That vision in your mind is the opposite of our house. For one, it is not green but literally yellow: a bizarre choice made by a previous owner whose unusual decisions extend through the rest of the house too, but one fitting for a place that is far from the fresh, clean image that comes with sustainable housing.

We hope to repaint the house this year. And we hope to make it a little more green throughout, too: my pledge for 2020 is to find the ways that our somewhat behind-the-times building can be pulled into the 21st century and do its bit to avoid any further damage to the environment.

My partner and I lack both the means and the ability to undertake any grand plans like the installation of solar panels on the roof or gutting the walls.
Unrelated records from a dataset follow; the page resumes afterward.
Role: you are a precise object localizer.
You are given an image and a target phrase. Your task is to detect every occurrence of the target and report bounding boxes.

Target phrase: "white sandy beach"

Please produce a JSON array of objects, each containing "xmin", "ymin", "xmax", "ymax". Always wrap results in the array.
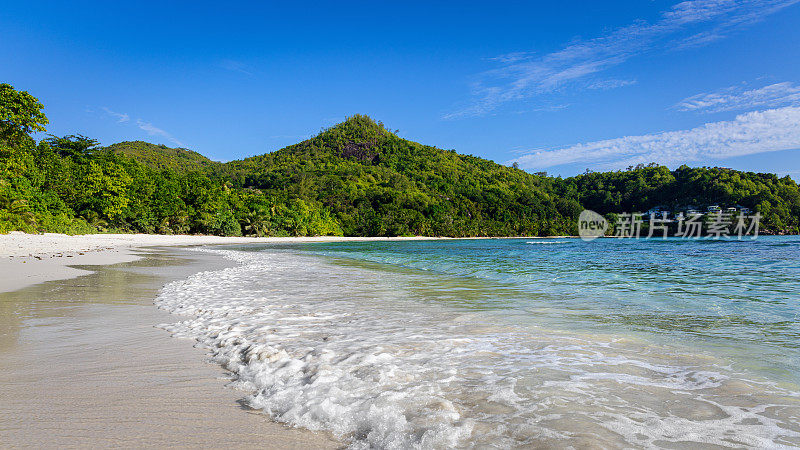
[
  {"xmin": 3, "ymin": 233, "xmax": 800, "ymax": 448},
  {"xmin": 0, "ymin": 244, "xmax": 347, "ymax": 448},
  {"xmin": 0, "ymin": 233, "xmax": 434, "ymax": 448},
  {"xmin": 0, "ymin": 233, "xmax": 456, "ymax": 447},
  {"xmin": 0, "ymin": 232, "xmax": 441, "ymax": 293}
]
Instead, I will be looking for the easy wins that we can do ourselves or with minimal cost and input from the outside.

We already try to achieve little gains in this respect – for example, I am a dogmatic avoider of leaving the big light on. But there is undoubtedly more we can do, both in terms of the house itself and the way we live in it.

I'm looking forward to exploring more environmentally friendly ways of dealing with waste, of considering the appliances in our house and the way we use them, of looking into the energy our house uses and how it can be minimised. I'm hopeful too that we can do that without taking ourselves off the grid or avoiding the 21st century, not least because my job as technology editor means using the latest kit.

Hopefully, what we will learn will not only help educate us and you the reader about how we can all make improvements, but also help show companies how they can better enable their customers to do so.

There are plenty of people, like me, living in old and often rented accommodation where they have limited scope to make improvements. Those people are of course concerned about living without damaging the Earth, too, and so I hope to find ways we can all make our homes a little more sustainable together.